What SQL Server 2012 does for cloud data

Advice Mary Branscombe Apr 17, 2012

Microsoft is pushing System Center and Windows Server as strands of its private cloud philosophy - what does this mean for big data?

Big data is the quintessential digital shoebox; instead of filtering data into a data warehouse by cherry picking what you know is useful and putting it into a cube designed for what you know you’re going to do with it, you collect masses of unstructured data in the hope that you can find something new and useful from it.

Microsoft technical fellow and long term SQL Server architect Dave Campbell jokes that the most important question to ask when building a large data warehouse is “have you figured out what 90 percent of the data to throw out yet” but big data is the opposite. You need all of it, for when you figure out new models to build from it, and storage is cheap.

Say you’re tracking the location of ambulances so you can dispatch the closest unit to an emergency; is it worth keeping that data? If you can correlate patient outcomes with the response time of the ambulance that took them to hospital, model where you’d have to put ambulance stations to get them within five minutes driving of the most emergency calls and then model whether that’s the same during the day when people are at work and in the evening when they’re at home and traffic is quieter, it could be extremely useful. 

But you can’t store all that data the way you store other business information. HP’s new Enterprise Database Consolidation Appliance is a SQL Server private cloud in a box. It gives you up to 1,000 SQL Server databases on an eight-server Hyper-V cluster with 58TB of data in each rack and up to ten racks per appliance, with built-in load balancing. That’s perfect for a big database, especially with the new ‘always on’ high availability support in SQL Server 2012 that use shared storage and smart updating to combine database mirroring and log shipping using multiple secondaries for really seamless failover (and a virtual network name that applications and services use so they can reconnect without knowing that they’re talking to a different system).

Private cloud with SQL Server 2012 gives you resource pooling, elasticity, self-service (through System Center 2012), and usage-based pricing for chargeback.
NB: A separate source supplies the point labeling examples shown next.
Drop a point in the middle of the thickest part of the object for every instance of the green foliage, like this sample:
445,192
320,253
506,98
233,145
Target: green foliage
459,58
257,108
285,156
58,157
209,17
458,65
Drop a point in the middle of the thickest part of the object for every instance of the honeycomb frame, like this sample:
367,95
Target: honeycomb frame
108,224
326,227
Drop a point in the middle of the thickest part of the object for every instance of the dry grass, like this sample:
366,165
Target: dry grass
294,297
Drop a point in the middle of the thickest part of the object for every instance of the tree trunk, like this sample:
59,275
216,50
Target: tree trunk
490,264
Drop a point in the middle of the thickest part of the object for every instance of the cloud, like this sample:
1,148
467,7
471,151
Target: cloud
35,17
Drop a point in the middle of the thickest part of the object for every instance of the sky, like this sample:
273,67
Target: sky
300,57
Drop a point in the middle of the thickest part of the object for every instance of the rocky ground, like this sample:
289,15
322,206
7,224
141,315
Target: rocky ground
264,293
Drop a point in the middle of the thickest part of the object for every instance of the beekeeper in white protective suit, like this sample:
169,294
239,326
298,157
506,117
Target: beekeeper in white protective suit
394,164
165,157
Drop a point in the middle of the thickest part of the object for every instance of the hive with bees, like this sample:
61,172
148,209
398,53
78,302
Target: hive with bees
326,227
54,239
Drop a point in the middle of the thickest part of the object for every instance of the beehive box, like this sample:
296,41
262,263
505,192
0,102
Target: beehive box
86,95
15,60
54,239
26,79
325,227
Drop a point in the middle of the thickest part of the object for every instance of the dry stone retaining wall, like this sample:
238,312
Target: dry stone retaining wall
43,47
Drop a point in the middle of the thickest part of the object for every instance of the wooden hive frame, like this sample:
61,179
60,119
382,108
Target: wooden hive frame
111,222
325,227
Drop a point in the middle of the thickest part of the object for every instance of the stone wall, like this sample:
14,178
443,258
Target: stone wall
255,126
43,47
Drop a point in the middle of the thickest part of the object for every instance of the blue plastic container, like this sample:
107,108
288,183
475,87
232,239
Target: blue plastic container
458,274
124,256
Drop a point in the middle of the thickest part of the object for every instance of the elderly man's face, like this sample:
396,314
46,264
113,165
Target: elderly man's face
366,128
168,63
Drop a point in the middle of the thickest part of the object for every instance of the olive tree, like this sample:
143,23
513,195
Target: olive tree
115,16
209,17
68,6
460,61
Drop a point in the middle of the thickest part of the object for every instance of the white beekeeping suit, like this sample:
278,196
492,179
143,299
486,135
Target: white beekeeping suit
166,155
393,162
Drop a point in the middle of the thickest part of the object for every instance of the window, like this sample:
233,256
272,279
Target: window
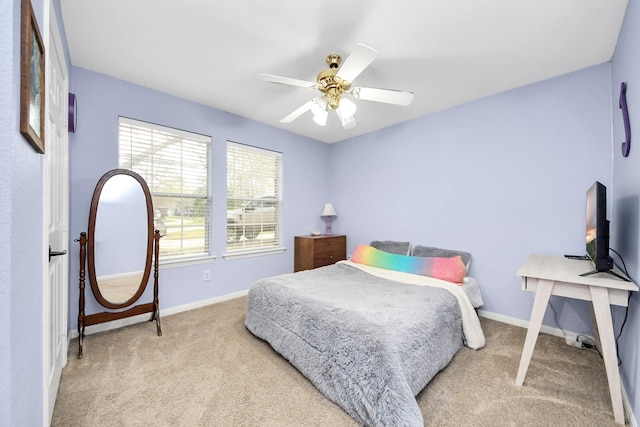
253,198
175,165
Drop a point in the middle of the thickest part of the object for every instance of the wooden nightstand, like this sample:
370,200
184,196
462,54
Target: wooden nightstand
317,251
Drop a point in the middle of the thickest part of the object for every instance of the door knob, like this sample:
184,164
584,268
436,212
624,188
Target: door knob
55,253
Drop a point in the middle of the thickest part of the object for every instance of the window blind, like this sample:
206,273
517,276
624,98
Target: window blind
254,198
175,164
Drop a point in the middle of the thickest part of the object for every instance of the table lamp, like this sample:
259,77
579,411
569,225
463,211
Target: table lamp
328,213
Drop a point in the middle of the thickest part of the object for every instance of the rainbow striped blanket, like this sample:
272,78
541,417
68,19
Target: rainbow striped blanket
449,269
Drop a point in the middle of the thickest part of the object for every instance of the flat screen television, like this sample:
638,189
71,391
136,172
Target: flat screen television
598,228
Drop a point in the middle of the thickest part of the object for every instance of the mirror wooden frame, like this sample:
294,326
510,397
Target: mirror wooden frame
88,256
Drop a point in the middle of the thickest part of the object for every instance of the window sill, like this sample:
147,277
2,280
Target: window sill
182,262
254,252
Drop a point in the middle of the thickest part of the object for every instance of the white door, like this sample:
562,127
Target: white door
56,216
You can scale out to SQL Azure for hybrid cloud, using the new Visual Studio-based SQL Server Data Tools to develop and deploy the same databases on premise and to SQL Azure (the schema have to be different but the development environment checks against the platform you’re going to deploy to, so migrating database apps to the Azure cloud temporarily or permanently is less work). You get cloud scalability by sharding database tables across multiple databases using federation and SQL Azure Data Sync allows two-way synchronisation between the two in close to real-time.

If you’re not interested in public cloud, the HP appliance is a way of getting all the private cloud advantages without the hard work of building your own database infrastructure.

But it’s not what you need for big data because you can’t process it in the same way. Rather than normalising and replicating to get the ‘one version of the truth’ businesses rely on a data warehouse for, Campbell points out that you have to accept that “In this new world there are multiple versions of the truth. There's the version of the truth that's tidy; that's the one in your data warehouse. There are also gritty versions of the truth from your telemetry; all of the things that could be talking to you, things that if you knew how to process, you could tell if someone is hacking you. There’s the social one that your customers and employees are creating – you can monitor Twitter for sentiment because you hope you will find someone who is not satisfied before they pick up the phone and call us or find a way they're using something that we hadn't thought of.”

Big data not big databases
That’s why SQL Azure and, soon, the new SQL Server 2012 support Hadoop as well as the familiar relational databases and cubes, with the tools both to do quick and dirty MapReduce requests in a JavaScript console on a web page in the PowerShell command line and to explorer data visually in the PowerPivot and PowerView BI Tools as if it was coming out of a structured database.

Using the wizard interface, you’ll be able to pull millions of rows of data out of Hadoop in a matter of seconds (compared to the hours it would take to read that much data off a single drive), combine it with other data sources (from OData or your data warehouse) in an in-memory OLAP-like model and analyse it as if it came from a SQL Server cube in the first place.